Preview

World Cup skeleton resumes with Canada having shot at 3 Olympic sleds

At the halfway point of the World Cup skeleton schedule, Canada looks to have a shot at sending three sleds — two women's and one men's — to compete at the Beijing Olympics in February.

Bobsleigh Canada Skeleton says it expects to name its Olympic team on Jan. 20, 2022

Jane Channell, from North Vancouver, B.C., seen here on Feb. 11, is ranked 10th in the International Bobsleigh and Skeleton Federation rankings heading into the second-half of the World Cup. (Matthias Schrader/The Associated Press)

At the halfway point of the World Cup skeleton schedule, Canada looks to have a shot at sending three sleds — two women's and one men's — to compete at the Beijing Olympics in February.

After four of eight races, Jane Channell and Mirela Rhaneva are the top-ranked sliders on the national team according to the International Bobsleigh and Skeleton Federation rankings.

Channell, from North Vancouver, is No. 10 while Ottawa's Rhaneva is No. 13. Rhaneva is fresh off a bronze-medal finish at Winterberg, Germany on Dec. 10. On the men's side, Kyle Murray is the highest-ranked Canadian at No. 33.
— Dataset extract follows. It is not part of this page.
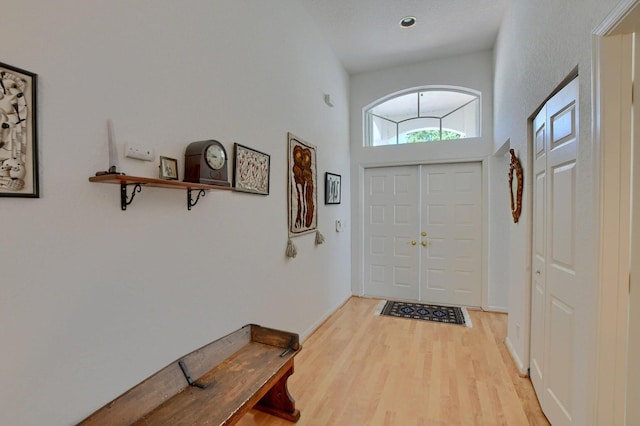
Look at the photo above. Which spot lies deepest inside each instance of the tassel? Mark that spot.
(291, 251)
The team's next World Cup event is this weekend in Altenberg, Germany, with coverage on CBCSports.ca starting Friday at 3 a.m. ET.

Team Canada Skeleton won't know its official Olympic sled allocation numbers for Beijing until final points are tallied in the new year. Bobsleigh Canada Skeleton said it expects to name its team on Jan. 20, 2022.

If Rhaneva makes it to Beijing, she will at least have the advantage of having raced on the Olympic course. This past October, Rhaneva was part of the group of international sliders who spent three weeks at the Yanqing National Sliding Centre for a Beijing test event.

'We almost didn't need track notes'

She said she loved the course.

"The whole track is kind of like St. Mortiz, but mixed in with Winterberg and Lake Placid," she said. "The first couple of times we went down, [it was so forgiving] we almost didn't need track notes.

"It requires a lot of that very relaxed sliding style that St. Moritz demands, but it also has some funny characteristics, too — like the risk of hitting the roof in corner 2 and the first true 360-degree spiral curve of any track. It was really fun."

Channell has been testing equipment, which has allowed her to learn the tracks in different ways. Despite finishing in the top 12 at every race so far, she has also been struggling to find her form this season. Her last World Cup medal was a bronze at the Konigssee, Germany event last January.

Channell competed at the Pyeongchang Olympics in 2018, and that experience is helping her during this qualifying process as she says she is "just trying to stay in the present moment."

Canadian skeleton racers had great Olympic success in the early part of this century. Turin 2006 witnessed a one-two punch with a gold-medal performance from Calgary's Duff Gibson that was accented by a silver for Jeff Pain (and a close fourth-place finish from Paul Boehm, another Calgarian). Also in Turin, Mellisa Hollingsworth of Lacombe, Alta., won bronze in the women's event.

Just four short years later, 2010 gave Canadian skeleton racers two of the most memorable moments in both glory and heartbreak. Glory as Jon Montgomery captured Olympic gold and became the iconic athlete who chugged that beer in Whistler village during his victory walk. Heartbreak as Hollingsworth, who was sitting in medal contention after three runs, struggled in her fourth and final descent and dropped to fifth.

The following two Olympics in 2014 and 2018 resulted in no medals for Canada's skeleton racers.